In other cases where the original stylesheet matched on element name, it was usually possible to exploit redundancy in the data to match on properties instead. For example the element with name packageDeclaration always has the attribute nodeType="packageDeclaration", and the element with name imports contains a sequence of elements each having the attribute nodeType="importDeclaration".
In one or two cases a template rule that matched on an element name (to handle a particular part of an expression, such a the finally clause of a try/catch) could simply be inlined into the calling template.

The conclusion from this exercise was that the conversion to handle JSON rather than XML input was straightforward — but that we had been lucky. The template rules all matched on attribute values rather than element names; and none of them made use of features such as XML node identity, or access to parents, ancestors, or siblings, that would be difficult to replicate in the JSON world.
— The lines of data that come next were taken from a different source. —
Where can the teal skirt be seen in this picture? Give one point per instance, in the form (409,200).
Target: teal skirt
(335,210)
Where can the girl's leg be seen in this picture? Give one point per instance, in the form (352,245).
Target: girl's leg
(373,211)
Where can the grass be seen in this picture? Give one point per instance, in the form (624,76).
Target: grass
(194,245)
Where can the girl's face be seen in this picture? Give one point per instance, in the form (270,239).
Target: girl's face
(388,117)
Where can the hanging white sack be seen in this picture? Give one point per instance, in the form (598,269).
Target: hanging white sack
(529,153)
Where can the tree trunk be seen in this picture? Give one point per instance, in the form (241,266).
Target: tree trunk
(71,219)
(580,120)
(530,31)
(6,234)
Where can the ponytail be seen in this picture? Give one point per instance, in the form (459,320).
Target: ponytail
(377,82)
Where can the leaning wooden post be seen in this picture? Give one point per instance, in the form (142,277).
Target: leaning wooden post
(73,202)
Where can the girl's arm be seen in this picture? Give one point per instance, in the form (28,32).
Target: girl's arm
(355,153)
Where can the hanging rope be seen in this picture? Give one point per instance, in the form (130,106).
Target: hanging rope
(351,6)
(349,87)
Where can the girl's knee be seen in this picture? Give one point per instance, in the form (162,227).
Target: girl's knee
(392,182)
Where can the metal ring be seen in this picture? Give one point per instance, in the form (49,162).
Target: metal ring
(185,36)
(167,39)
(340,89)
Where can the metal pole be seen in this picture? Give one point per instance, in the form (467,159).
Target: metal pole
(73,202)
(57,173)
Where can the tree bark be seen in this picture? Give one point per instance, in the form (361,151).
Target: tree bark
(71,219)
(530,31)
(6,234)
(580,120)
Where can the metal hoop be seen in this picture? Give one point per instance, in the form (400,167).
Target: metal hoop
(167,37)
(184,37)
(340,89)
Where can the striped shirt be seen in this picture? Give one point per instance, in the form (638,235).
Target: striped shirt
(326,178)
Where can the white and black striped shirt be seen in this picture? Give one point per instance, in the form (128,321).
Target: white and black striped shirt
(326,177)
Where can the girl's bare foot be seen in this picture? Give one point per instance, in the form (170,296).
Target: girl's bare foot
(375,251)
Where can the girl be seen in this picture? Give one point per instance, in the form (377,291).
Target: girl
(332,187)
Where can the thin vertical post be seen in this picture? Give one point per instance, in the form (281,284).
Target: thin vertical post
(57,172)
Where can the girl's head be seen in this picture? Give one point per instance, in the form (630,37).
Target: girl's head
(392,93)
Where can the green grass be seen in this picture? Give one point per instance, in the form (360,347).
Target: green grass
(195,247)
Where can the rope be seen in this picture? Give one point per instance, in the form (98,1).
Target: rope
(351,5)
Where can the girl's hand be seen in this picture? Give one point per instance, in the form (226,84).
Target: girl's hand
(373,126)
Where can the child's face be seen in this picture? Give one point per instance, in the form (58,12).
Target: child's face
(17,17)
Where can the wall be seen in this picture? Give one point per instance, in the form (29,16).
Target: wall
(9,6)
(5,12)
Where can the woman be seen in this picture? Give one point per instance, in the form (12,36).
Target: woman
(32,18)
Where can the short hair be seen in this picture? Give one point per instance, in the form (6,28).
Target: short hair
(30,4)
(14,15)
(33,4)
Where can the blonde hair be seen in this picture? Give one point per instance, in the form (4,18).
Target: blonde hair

Also: I've glossed over the fact that in this phase, I was merely looking at the code that serializes the parse tree back to Java, and skipped the “business logic” that does the conversion from Java to C#. That code, from a fairly superficial examination, includes a few things that are rather harder to deal with:

The template rules access information from the digest file using an xsl:key definition. The key definition is essentially the same as that described in the subsequent section Refining the digest file, and creates the same challenges.
There are a number of functions and templates that use the parent or attribute axis to examine the context of an expression. For example there is a function isInterfaceMember that distinguishes methods defined in a class from methods defined in an interface, which it does by searching the ancestor axis to see whether the containing type is a class or an interface. With a JSON model there are always two ways of tackling this: the needed context information (class or interface?) can be passed down the call tree as a tunnel parameter, or the mechanism for pinning the tree can be used to expose an equivalent to the ancestor axis. This is discussed further in a later section.